Today I saw the mother rabbit trying to eat raspberries from their lower branches. The two baby bunnies all that were left from her latest drop of five hopping around my rose garden. And then the Garter snake slithering out of my Kiwi Gold raspberry bed and my keen bowser paying no attention!


#671

Here’s the bunny!


#672

No fear!!!

Katy


#673

No kidding!


#674

The doe only had two babies survive and they have since left town. Their nest has been torn to pieces. Hey, what about my fearless pup? Lol!


#675

She’s saying “Let me at ‘em…just let me…!!!

Katy


#676

@mrsg47 & @k8tpayaso You guys are so funny!

I was going to say, “sick it fido!” I see it all cleary Mrs. G.! :grin:

Dax


#677

My chippie has watched our wabbits. Now he eats clover. Just like they do. Totally serious. Weird sweet little dog


#678

so…this happened…TWICE!!! This is just about 10 feet from my orchard. Can you believe that I found these 2 snakes just 2 days apart. And these are not some piddly garter snakes-those I can handle. These are chicken snakes, and as you can see, the first one was absolutely living up to his name. He was on his way into my chicken brood-house where he no doubt would have had a nice meal!!! This is the largest snake I’ve ever found, and honestly I didn’t know they got this large. Believe it or not, the one on the chicken pen measured 7 feet and 2 inches!!! 7 ft 2!!! Are you kidding. I must confess that I somehow didn’t see him until I was about a foot away, at which point I’m not toooo ashamed to admit I screamed like a little girl!!! ha. I rarely kill snakes, and the second one (it was “ONLY” 5’ 4 inches) I didn’t kill- put it in a bucket and drove him about 2 miles away and released him. But the first guy trying to kill my chickens went to far so…it was OFF WITH HIS HEAD! Sorry. I know they kill mice and other pests but he was killing chickens and I can’t have that. Plus he was just too big for my comfort level! haha

This guy got to live…


#679

I’ve killed aggressive snakes out of reaction. Sometimes given a situation we react in a way we didn’t expect to. When I was younger an old guy I knew trained military and police snipers and he always told me people full of adrenaline are difficult to predict. He worked on fishing poles in his spare time I would assume to gather and control his thoughts. Never can we control that initial reaction when we see a seven foot snake. Hopefully the next one goes in a bucket and goes to a nearby wild area out of harm. I don’t blame you for killing it but hopefully next time you won’t. The response is Fight or flight and what you do depends on you and of course the given day and mood your in. When I was a kid snakes were something I grew up around so I react different. Once an aggressive bunch of water snakes moved in on me and my reaction was to mow that entire area which killed a couple and at least a dozen left the area asap. They caught me in a bad mood and came after me which ended badly. My next step would have been to burn all undergrowth I couldn’t reach with the mower so luckily for them they chose option A and left. Much the same in your situation the chickens needed protected so you did the best you could at the time.


#680

Thank-you, Clark, for that kind and forgiving and interesting post.

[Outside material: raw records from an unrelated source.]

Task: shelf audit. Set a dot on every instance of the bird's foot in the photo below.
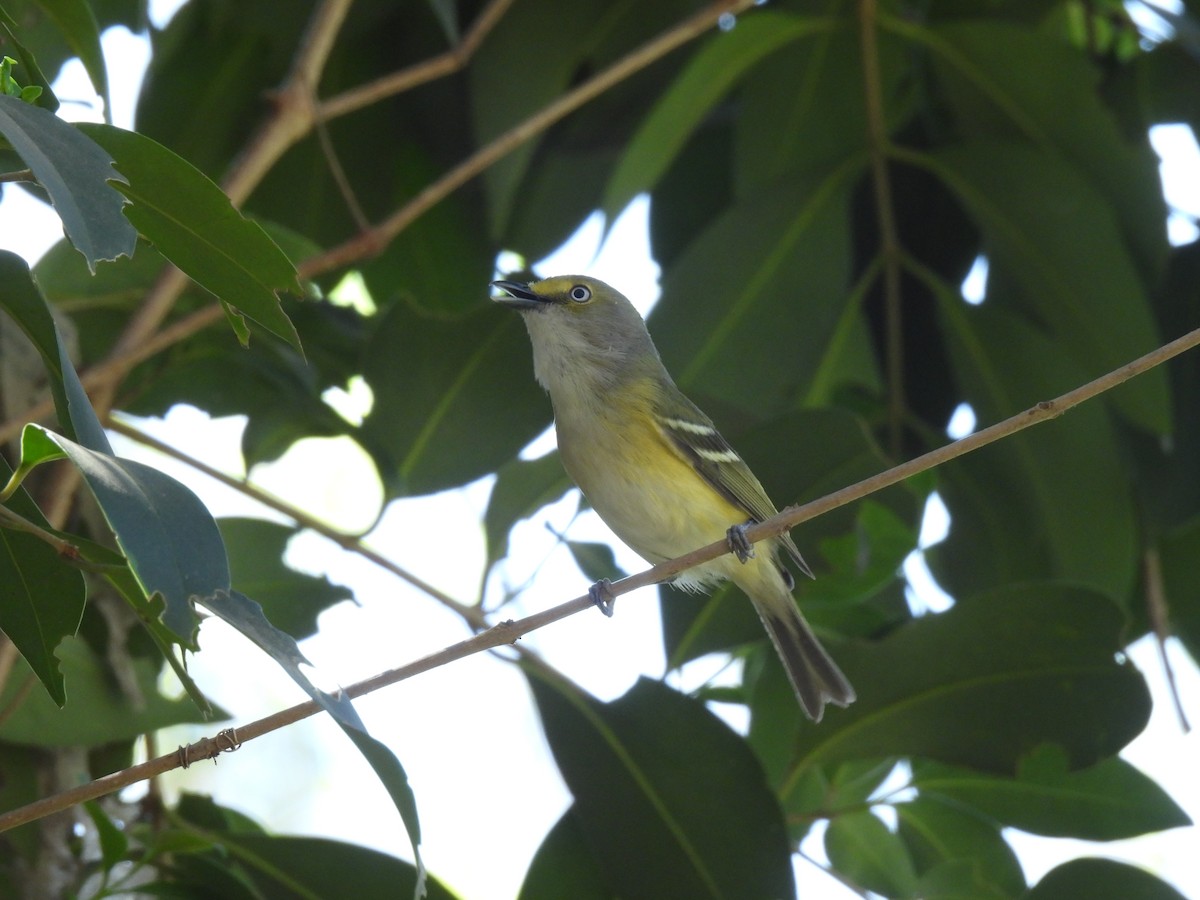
(603, 597)
(739, 546)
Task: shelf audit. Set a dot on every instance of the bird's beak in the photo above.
(516, 295)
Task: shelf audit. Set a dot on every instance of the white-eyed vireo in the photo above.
(653, 466)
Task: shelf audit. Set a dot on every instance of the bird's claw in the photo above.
(603, 597)
(739, 546)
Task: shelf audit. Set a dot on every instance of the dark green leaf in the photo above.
(77, 174)
(193, 225)
(1054, 239)
(163, 529)
(862, 847)
(989, 681)
(563, 868)
(522, 487)
(994, 75)
(291, 600)
(1108, 801)
(454, 397)
(634, 765)
(708, 77)
(937, 833)
(41, 597)
(77, 23)
(1092, 879)
(96, 712)
(735, 295)
(1068, 507)
(247, 617)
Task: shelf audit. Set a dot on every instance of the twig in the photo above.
(885, 211)
(508, 633)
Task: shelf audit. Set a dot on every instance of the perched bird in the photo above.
(655, 468)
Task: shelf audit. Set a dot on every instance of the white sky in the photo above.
(467, 733)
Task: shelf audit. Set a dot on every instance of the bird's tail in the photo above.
(814, 675)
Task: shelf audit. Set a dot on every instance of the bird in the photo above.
(654, 467)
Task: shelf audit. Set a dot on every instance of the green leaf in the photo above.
(563, 868)
(989, 681)
(1104, 802)
(77, 174)
(77, 23)
(41, 597)
(939, 833)
(708, 77)
(192, 223)
(454, 397)
(21, 298)
(994, 76)
(1068, 508)
(522, 487)
(862, 847)
(1051, 237)
(732, 295)
(247, 617)
(634, 766)
(97, 712)
(291, 600)
(31, 71)
(1091, 879)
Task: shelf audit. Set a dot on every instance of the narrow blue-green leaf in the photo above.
(861, 847)
(192, 223)
(247, 617)
(707, 78)
(41, 597)
(169, 538)
(77, 174)
(77, 23)
(22, 299)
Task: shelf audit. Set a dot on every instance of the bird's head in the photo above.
(583, 331)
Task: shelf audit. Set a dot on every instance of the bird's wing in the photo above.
(696, 439)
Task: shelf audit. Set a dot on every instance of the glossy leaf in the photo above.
(455, 397)
(861, 846)
(939, 833)
(1108, 801)
(193, 225)
(77, 174)
(708, 77)
(633, 766)
(1090, 879)
(41, 597)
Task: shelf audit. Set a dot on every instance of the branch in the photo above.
(508, 633)
(885, 211)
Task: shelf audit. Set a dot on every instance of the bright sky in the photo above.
(467, 733)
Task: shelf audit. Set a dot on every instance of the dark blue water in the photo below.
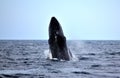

I hope you noticed that I at least did put the second snake (the one I’m holding by the head-it is alive) in a bucket and drove it a couple miles away and released it in a great place. I really and truly am not someone who kills snakes 99% of the time. Really. But what you just described and said is just a perfectly accurate description of the situation and why I killed that big one. It startled me big-time because as obvious as it is in the photo, I somehow didn’t see it until I was inches away. So my adrenaline was pumping. Then there happened to be a garden hoe right there by it, and just as you said- it was a combination of me being pumped up, maybe a little mad at it for scaring me and for hunting my chickens (which is a natural instinct I shouldn’t blame him for), and I reacted to all those stimuli. I regretted it within a few minutes. No doubt if I’d had time to think about it more- even if I had needed to walk 5 minutes to get my hoe instead of it being right there- chances are I’d have calmed down and wouldn’t have killed it. Now, what is unusual about all this is you and I are having this pretty heartfelt discussion about how I shouldn’t have killed that snake, but I will tell you now that I’ll shoot the next squirrel and rabbit I see… Not sure how you feel about that-you would likely be opposed. But the difference to me is a big one. This snake hurts no one, actually does a lot of good, and deserved to live. Animals that constantly wreak havoc on my fruit growing efforts and are highly (if not OVER) populated are fair game to me and have to go…though I almost always eat them and that helps me feel better about killing them since they don’t go to waste. Anyway, neat discussion. Thanks.


#681

Killing anything is not something I enjoy but there is times when I need to. I’ve killed plenty more things in my life more than I cared to. When I was younger I killed plenty for food and plenty to protect our chickens and other livestock. As I got older I got smarter and broke away from the old timers way of killing and learned most of the times I can outsmart my enemies and not kill them. Rabbits will kill your trees so I use tree guards but the old timers would have killed everyone they saw and some of them they would have hunted miles away for thinking about killing trees someday cause it’s in their nature. I’m not as reactive and I’m cautious feeling all things have a balance. I won’t kill when I have a choice to do anything different. Same with squirrels, raccoons, opossums etc. Animals Fear my gardens because I will electric fence them if I need to. A raccoon who feels the juice cuts a wide path around my corn patch. Everyone has their own way but my conscious is something I need to live with. If I don’t eat it I don’t plan to kill it when I can do something different and those are my own rules I live by. Some things don’t give you a choice eg. had a dog charge me years back which had it been out in the open I would have had to fight him but thankfully I closed a door and called a neighbor that time. My friend killed a pack of wild dogs that were dumped and were attacking livestock and tried attacking him. To me he is a hero he likely saved someone else’s life. It’s a tough world at times and I don’t judge people for their way of handling these things.